In a recent report released by the Alzheimer’s Association estimates that Alzheimer’s disease and dementia triple the health-care costs for those seniors.The people who live in nursing homes or assisted living facilities pay an average of $17,000 in out-of-pocket costs each year, researchers found. The association also estimates that nearly 10 million unpaid caregivers of people with Alzheimer’s disease spent 8.5 billion hours in 2008 watching over their loved ones, care valued at an estimated $94 billion.

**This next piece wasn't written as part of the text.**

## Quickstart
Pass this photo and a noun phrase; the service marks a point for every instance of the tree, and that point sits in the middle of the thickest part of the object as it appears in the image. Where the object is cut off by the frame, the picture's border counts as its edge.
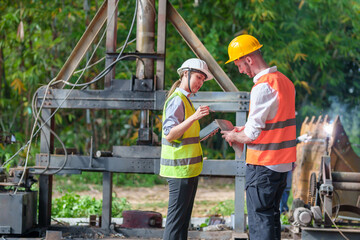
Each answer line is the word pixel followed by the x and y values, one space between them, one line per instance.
pixel 314 42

About 5.3 million Americans have Alzheimer’s disease, according to the association’s Facts and Figures report for 2009. The number includes about 14 percent of people aged 71 and older.

The report finds that:

The average annual health-care cost for someone older than 65 with Alzheimer’s or another form of dementia was $33,007 in 2004 — three times more than the $10,603 for people that age without the conditions.
Deaths from Alzheimer’s disease rose by 47 percent from 2000 to 2006 while the number of deaths from several other major diseases — including heart attack, stroke, breast cancer and prostate cancer — fell during that period.
States in the Rocky Mountains and Northwest will see the number of people with Alzheimer’s disease increase by at least 81 percent between 2000 and 2025.
By 2025, California and Florida will each be home to more than a half-million people with Alzheimer’s disease.